Jak wynika z treści art. 4 ust. 15 przywoływanej ustawy za „nieuniknione i nadzwyczajne okoliczności rozumie się sytuacje pozostającą poza kontrolą strony powołującej się na taką sytuację, której skutków nie można było uniknąć, nawet gdyby podjęto wszelkie rozsądnie działania”. Jako konkretny przykład takich okoliczności wskazuje się powołując na dyrektywę Parlamentu Europejskiego i Rady (UE) nr 2015/2392 w sprawie imprez turystycznych i powiązanych usług turystycznych m.in. działania wojenne, terroryzm, czy też właśnie znaczące zagrożenie dla zdrowia ludzkiego, takie jak wybuch epidemii poważnej choroby w docelowym miejscu podróży. Pojawia się jednak pytanie jak szeroko rozumieć należy pojęcie miejsca docelowego lub jego bezpośredniego sąsiedztwa. Niewątpliwie ocena wszystkich okoliczności w sprawie musi być w pełni obiektywna i nie może faworyzować którejkolwiek ze stron. Dlatego samo wystąpienie pojedynczych przypadków wirusa w państwie docelowym, czy też nawet regionie może okazać się niewystarczające do odstąpienia od umowy bez ponoszenia kosztów, co wydaje się uzasadnione. Jednak w przypadku występowania większej liczby przypadków w okolicach miejsca docelowego lub w przypadku, gdy wyjazd wiązałby się z takimi niedogodnościami jak 14-dniowa kwarantanna po przyjeździe, tak jak ma to miejsce obecnie w Polsce, to odstąpienie na post. art. 47 ust. 4 ustawy o imprezach turystycznych i powiązanych usługach turystycznych wydaje się jak najbardziej uprawnione. W sytuacji, gdy państwo docelowe zamyka granice dla turystów sytuacja jest już oczywista i taki wyjazd nie dojdzie do skutku, a podróżny powinien otrzymać pełny zwrot wpłaconych pieniędzy.

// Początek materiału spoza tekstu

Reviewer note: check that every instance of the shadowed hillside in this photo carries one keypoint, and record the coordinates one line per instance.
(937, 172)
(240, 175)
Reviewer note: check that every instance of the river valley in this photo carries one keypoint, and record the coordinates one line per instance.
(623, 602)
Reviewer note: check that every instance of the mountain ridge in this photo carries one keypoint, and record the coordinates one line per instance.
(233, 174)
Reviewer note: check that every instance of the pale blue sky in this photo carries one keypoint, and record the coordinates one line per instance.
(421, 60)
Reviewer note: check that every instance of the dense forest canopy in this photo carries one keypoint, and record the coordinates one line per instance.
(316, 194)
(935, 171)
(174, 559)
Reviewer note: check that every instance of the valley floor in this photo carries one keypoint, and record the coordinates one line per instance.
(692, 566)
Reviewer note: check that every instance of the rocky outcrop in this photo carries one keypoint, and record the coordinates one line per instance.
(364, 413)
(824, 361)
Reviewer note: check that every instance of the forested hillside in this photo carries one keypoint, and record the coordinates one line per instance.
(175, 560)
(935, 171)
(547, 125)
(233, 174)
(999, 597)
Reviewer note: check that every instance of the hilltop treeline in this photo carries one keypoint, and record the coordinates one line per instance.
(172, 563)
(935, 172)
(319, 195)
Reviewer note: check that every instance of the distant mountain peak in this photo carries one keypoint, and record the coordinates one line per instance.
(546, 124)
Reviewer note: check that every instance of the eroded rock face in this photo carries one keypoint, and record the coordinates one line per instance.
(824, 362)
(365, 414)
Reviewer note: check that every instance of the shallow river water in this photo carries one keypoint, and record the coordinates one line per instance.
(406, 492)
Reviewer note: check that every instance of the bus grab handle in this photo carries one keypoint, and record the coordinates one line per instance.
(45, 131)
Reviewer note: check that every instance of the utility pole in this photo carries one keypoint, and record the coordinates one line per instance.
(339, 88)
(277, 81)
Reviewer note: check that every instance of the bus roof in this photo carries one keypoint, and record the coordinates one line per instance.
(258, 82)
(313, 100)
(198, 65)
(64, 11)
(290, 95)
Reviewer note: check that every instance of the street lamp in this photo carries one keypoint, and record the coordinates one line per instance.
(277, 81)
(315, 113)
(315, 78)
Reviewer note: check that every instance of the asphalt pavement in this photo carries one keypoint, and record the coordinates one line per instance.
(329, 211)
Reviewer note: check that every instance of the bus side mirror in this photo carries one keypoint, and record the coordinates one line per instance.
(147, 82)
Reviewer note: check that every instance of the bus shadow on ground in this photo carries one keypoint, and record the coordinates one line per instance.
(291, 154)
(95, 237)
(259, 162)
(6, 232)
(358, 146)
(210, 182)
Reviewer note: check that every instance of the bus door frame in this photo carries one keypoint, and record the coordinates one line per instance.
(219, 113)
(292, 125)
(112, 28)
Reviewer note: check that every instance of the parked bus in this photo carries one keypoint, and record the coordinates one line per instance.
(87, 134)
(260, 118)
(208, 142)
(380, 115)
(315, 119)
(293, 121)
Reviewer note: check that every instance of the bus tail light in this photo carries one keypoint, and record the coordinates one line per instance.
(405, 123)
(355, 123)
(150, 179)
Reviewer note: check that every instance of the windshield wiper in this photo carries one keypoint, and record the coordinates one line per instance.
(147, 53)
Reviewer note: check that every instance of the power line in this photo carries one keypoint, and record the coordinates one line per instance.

Należy jednak pamiętać o tym, że obecna sytuacja jest tymczasowa i zmienia się dynamicznie. O ile powyższe rozważania dotyczące zwrotów za niezrealizowane wyjazdy z uwagi na epidemię COVID-19 zachowują aktualności w stosunku do wyjazdów zaplanowanych w przeciągu najbliższych tygodni, o tyle brak jest podstaw do odstępowania na post. art. 47 ust. 4 ustawy o imprezach turystycznych i powiązanych usługach turystycznych od umów na zorganizowane imprezy turystyczne zaplanowane na okresy wakacyjne, czy nawet powakacyjne. Sytuacja epidemiologiczna niewątpliwie będzie ulegać zmianie i jej obecny kształt nie może uprawniać do podejmowania tak drastycznych działań w kontekście wyjazdów w odleglejszym czasie.